2) "The type of tasks used to support the model have focussed
on lower order control systems (tracking tasks) (see Amundson
et al, (1992) ... This article was a response to an article by
Cziko on "Purposeful behavior as the control of perception" and
has implications for a logical positivist paradigm). An example
of how the hierarchical model would apply to a complex human skill
such as shooting a basketball would be appropriate."
So the second criticism is that PCT is only supported by tracking
tasks. In fact, if the reviewer had read my paper he might have
noticed that I used very few tracking task examples. As examples of
how the hierarchical control model applies to a complex human skill
I described a person typing at a keyboard. I talked about (and
described data relevent to) control of sequences and even programs.

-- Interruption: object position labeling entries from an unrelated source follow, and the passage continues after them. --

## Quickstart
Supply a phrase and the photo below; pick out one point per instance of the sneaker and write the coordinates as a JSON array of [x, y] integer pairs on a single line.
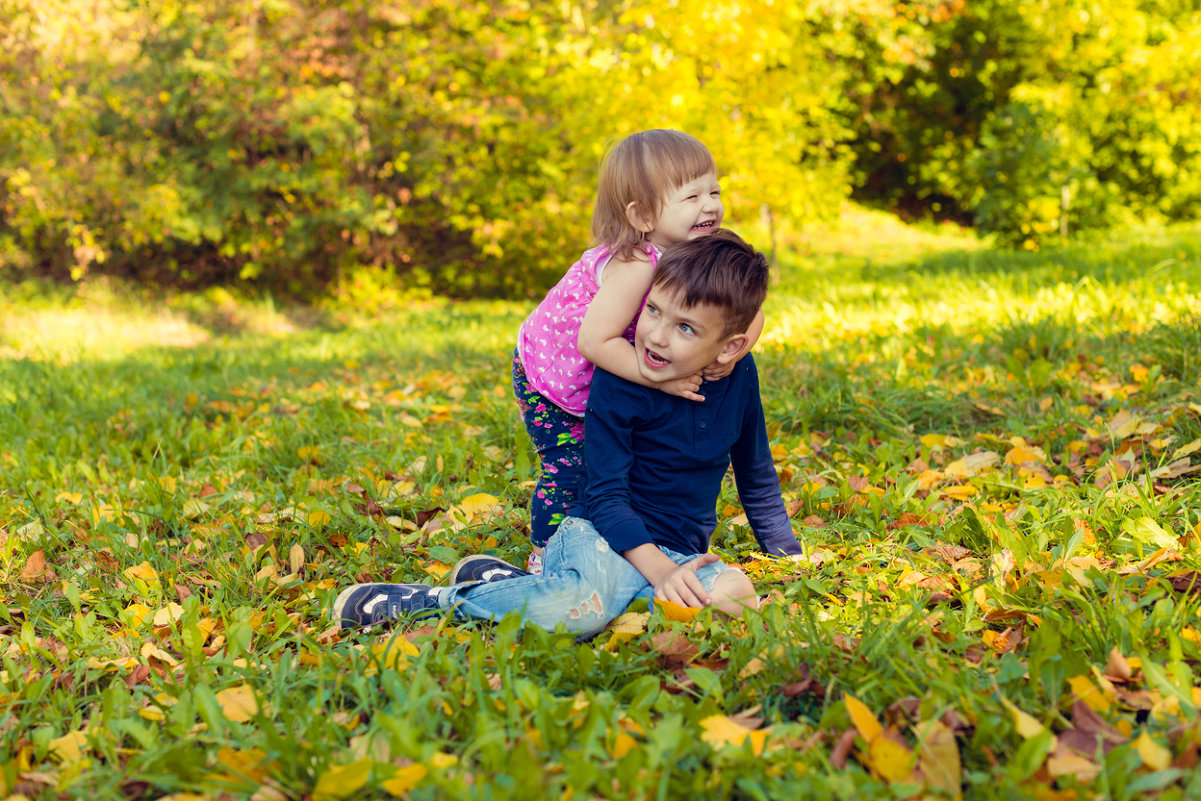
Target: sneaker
[[479, 567], [363, 605]]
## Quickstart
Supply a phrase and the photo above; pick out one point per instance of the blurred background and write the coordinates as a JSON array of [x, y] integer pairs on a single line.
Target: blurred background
[[449, 147]]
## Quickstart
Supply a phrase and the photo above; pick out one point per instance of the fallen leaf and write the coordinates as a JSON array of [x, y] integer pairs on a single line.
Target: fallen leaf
[[342, 781], [721, 730], [35, 566], [890, 757], [1153, 755], [404, 779], [238, 704], [938, 757], [972, 465], [865, 722]]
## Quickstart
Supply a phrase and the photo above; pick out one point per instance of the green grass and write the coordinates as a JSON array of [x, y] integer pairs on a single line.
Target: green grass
[[184, 490]]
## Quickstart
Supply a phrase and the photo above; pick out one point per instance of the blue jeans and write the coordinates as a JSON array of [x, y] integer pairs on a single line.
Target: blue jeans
[[584, 585]]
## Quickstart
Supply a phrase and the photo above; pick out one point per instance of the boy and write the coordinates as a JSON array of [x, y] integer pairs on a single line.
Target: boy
[[655, 465]]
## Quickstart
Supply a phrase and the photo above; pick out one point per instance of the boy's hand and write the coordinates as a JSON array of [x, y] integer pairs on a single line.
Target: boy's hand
[[682, 586], [685, 387]]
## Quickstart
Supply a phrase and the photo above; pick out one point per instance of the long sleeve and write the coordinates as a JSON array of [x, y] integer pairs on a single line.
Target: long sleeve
[[609, 459], [758, 484]]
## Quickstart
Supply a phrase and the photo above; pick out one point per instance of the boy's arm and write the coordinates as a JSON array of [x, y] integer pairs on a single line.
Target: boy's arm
[[754, 330], [616, 303], [675, 583], [754, 476]]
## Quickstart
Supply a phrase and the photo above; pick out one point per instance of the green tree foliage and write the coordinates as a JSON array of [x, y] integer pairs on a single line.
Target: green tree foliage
[[455, 144]]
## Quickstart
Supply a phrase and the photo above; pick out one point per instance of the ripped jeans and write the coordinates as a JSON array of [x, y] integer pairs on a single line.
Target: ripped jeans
[[584, 585]]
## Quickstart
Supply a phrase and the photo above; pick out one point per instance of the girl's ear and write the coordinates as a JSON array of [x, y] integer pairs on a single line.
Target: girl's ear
[[638, 217]]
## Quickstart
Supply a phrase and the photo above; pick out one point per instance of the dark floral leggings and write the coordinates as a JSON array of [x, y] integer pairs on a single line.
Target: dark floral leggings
[[559, 440]]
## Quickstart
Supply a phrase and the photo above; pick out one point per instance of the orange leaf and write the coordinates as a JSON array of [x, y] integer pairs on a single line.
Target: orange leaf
[[35, 566]]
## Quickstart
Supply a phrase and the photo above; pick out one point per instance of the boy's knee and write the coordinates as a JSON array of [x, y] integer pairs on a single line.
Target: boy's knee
[[733, 592]]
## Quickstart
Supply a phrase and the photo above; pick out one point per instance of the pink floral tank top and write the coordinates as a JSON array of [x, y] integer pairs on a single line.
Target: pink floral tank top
[[548, 339]]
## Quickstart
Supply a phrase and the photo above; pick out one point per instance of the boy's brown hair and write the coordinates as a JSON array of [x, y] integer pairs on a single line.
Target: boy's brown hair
[[641, 169], [717, 270]]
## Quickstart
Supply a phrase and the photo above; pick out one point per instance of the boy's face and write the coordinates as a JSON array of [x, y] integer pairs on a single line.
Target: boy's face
[[674, 341]]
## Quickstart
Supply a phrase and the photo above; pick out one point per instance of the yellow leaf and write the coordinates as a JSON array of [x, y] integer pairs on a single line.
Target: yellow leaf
[[938, 757], [972, 465], [675, 611], [865, 722], [622, 745], [1022, 454], [1026, 724], [1123, 425], [1183, 450], [961, 491], [435, 568], [136, 613], [392, 653], [143, 572], [342, 781], [296, 557], [238, 703], [752, 667], [1153, 755], [1089, 693], [477, 504], [626, 627], [721, 730], [168, 614], [404, 779], [70, 747], [1081, 767], [890, 759]]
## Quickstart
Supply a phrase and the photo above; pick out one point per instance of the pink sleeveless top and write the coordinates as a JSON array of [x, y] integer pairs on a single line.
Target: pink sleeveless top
[[548, 339]]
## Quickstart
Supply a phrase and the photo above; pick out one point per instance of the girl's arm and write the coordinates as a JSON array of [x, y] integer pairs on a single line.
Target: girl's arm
[[615, 304], [716, 370]]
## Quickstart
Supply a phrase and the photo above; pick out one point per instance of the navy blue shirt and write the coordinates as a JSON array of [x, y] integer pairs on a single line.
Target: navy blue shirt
[[655, 464]]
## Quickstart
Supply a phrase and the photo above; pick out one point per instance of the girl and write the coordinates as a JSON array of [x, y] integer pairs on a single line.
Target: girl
[[657, 189]]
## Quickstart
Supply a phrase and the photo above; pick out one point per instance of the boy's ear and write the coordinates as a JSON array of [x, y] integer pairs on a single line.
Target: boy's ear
[[732, 348], [638, 217]]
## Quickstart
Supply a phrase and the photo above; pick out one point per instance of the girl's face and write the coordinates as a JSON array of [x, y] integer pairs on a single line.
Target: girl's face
[[688, 211]]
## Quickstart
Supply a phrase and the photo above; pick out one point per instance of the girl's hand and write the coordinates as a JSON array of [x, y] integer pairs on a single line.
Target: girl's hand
[[681, 585], [685, 387]]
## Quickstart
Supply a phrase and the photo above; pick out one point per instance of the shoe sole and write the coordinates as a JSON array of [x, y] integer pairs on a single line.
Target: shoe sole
[[340, 604], [453, 577]]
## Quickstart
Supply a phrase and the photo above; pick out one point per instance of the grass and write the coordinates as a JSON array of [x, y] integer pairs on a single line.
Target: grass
[[991, 456]]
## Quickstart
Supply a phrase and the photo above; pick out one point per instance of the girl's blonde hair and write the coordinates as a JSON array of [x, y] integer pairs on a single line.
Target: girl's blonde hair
[[641, 169]]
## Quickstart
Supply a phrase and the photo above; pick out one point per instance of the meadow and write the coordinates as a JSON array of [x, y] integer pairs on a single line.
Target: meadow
[[991, 456]]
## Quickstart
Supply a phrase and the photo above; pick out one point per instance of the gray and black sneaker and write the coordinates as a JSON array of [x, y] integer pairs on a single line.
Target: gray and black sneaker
[[479, 567], [363, 605]]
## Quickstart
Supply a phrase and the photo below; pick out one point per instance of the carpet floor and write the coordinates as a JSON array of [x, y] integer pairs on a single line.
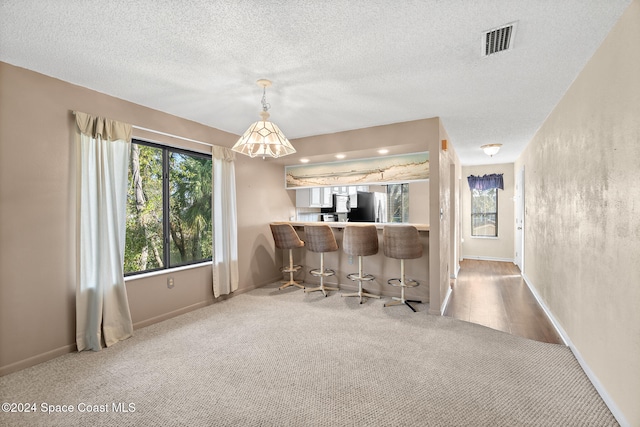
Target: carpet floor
[[286, 358]]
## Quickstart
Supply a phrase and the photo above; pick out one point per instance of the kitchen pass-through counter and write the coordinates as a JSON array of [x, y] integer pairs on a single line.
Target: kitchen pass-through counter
[[382, 267]]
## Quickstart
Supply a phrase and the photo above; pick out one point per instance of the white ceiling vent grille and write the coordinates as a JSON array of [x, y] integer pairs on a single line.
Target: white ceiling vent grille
[[498, 40]]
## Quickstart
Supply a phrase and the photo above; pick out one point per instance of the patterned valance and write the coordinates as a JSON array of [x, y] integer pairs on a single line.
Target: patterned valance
[[486, 182]]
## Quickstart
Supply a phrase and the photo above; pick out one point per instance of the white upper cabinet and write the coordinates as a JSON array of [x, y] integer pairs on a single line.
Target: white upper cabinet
[[320, 197], [316, 197]]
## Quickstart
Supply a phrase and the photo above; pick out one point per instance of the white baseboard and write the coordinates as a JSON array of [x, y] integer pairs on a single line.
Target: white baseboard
[[488, 258], [446, 301], [37, 359], [619, 416]]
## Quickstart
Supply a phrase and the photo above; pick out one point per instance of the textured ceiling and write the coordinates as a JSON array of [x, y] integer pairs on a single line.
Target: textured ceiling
[[336, 65]]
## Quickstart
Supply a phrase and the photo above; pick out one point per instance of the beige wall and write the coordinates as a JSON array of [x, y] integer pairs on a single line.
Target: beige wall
[[582, 220], [37, 216], [502, 247]]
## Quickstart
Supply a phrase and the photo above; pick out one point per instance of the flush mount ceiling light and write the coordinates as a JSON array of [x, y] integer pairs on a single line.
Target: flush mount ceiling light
[[263, 138], [491, 149]]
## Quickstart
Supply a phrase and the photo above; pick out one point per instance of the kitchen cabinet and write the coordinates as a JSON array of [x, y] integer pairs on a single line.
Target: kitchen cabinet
[[353, 194], [316, 197], [320, 197]]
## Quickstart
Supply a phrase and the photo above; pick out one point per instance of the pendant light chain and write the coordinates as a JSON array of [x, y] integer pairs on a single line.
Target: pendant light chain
[[265, 105]]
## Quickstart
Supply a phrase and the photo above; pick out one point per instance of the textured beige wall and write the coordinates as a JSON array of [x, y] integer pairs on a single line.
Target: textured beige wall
[[37, 216], [502, 247], [582, 218], [38, 204]]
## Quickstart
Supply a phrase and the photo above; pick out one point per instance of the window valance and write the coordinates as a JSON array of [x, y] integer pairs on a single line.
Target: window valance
[[99, 127], [486, 182]]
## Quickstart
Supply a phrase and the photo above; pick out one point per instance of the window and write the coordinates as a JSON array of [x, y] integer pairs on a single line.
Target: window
[[484, 212], [168, 208], [398, 202]]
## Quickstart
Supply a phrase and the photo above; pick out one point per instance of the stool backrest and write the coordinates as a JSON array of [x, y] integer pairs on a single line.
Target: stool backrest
[[360, 240], [320, 238], [285, 236], [401, 242]]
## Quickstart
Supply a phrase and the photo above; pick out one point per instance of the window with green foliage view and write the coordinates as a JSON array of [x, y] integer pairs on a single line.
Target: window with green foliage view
[[168, 208], [484, 212]]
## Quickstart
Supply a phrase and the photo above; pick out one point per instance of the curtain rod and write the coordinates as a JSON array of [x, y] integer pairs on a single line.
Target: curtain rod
[[172, 136], [167, 134]]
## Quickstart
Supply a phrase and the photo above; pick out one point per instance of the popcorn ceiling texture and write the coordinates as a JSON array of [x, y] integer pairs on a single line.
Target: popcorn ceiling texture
[[336, 65]]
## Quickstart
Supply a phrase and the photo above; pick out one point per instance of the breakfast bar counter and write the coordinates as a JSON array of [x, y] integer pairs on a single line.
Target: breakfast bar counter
[[341, 225], [380, 266]]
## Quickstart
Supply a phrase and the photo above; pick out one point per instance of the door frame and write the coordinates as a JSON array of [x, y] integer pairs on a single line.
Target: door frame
[[519, 223]]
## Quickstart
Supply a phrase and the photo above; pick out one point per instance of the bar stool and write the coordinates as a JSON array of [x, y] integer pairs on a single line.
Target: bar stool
[[286, 237], [402, 242], [320, 238], [360, 241]]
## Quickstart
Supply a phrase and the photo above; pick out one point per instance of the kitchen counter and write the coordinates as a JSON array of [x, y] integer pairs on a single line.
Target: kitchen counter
[[382, 267], [341, 225]]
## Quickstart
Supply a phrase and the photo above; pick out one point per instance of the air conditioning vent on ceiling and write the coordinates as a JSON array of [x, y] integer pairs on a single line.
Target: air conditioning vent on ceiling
[[498, 40]]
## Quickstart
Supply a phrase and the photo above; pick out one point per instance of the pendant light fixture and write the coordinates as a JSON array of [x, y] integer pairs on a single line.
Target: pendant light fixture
[[491, 149], [263, 138]]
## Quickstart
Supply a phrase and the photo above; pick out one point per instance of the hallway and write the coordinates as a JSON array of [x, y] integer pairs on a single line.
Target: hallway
[[494, 294]]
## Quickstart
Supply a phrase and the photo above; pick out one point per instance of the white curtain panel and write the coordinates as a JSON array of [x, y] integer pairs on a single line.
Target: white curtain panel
[[102, 308], [225, 229]]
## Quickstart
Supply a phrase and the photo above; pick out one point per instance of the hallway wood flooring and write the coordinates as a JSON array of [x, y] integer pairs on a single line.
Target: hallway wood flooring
[[494, 294]]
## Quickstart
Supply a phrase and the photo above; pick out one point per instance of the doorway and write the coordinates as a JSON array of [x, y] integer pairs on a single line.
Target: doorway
[[520, 213]]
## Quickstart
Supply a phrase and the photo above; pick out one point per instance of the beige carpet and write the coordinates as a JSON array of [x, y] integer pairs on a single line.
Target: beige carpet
[[285, 358]]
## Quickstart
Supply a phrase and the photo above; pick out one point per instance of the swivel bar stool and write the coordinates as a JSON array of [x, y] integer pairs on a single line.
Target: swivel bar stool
[[286, 237], [320, 238], [360, 241], [402, 242]]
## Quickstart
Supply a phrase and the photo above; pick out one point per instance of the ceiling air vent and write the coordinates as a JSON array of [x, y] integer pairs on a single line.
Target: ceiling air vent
[[498, 40]]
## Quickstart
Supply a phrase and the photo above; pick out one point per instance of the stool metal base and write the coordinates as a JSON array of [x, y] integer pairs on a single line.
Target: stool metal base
[[287, 283], [321, 273], [321, 288], [291, 270], [400, 301], [361, 292]]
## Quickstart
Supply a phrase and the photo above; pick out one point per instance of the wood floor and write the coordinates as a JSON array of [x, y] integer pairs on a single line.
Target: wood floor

So the reviewer either failed to read the paper (past the first page)
or could not see past his preconceptions about this "New Idea"
Besides, I don't see why my paper should stand or fall on the
basis of the work of this Cziko character, who apparently wrote a
paper showing that PCT only applies to tracking tasks. I wish
the reviewer had never came across it. Worse yet, the reviewer
also read what must have been the incisive criticism of the Cziko
paper by Amundson, et al. I have not read the Amundson et al paper
but it obviously reveals the Achilles heel of PCT. If anyone
could sent me a copy of that paper, I would sure like to read it.
Boy, if I ever get my hands on that Cziko character I'll ...
3) "The figures ... are difficult to interpret. Cziko ... has an
excellent figure to represent a control system".
Well, that's it! Cziko has a better figure than I do, does he?
Well I NEVER! I'll show that Cziko character what a disturbance
is -- and just how informative it can be, too!
4) "One of the strengths of the manuscript is the study presented
by the author... Were the findings consistent among all subjects.
How many subjects were involved in the study"
Well, since the paper was rejected (without request for rewrite,
I might add) I guess the poor reviewer will never find out.
Since I offered (in the paper) to send the HyperCard experiment
to anyone who asked for it, it seems like curious people could find
out for themselves whether the results are consistent among
subjects; since every reader is a potential subject they can see if
their own results are consistent with the one's I report.
Anyway, that's it for this paper. Now all I want to know is how
to submit this paper to Closed Loop. Greg - should I send it
e-mail. There are some figures but I can send them to you via
snail mail. Is that OK?
PS. Gary -- I really would like to see a copy of the Amundson et al
paper. Could you send me a copy. I need a good laugh.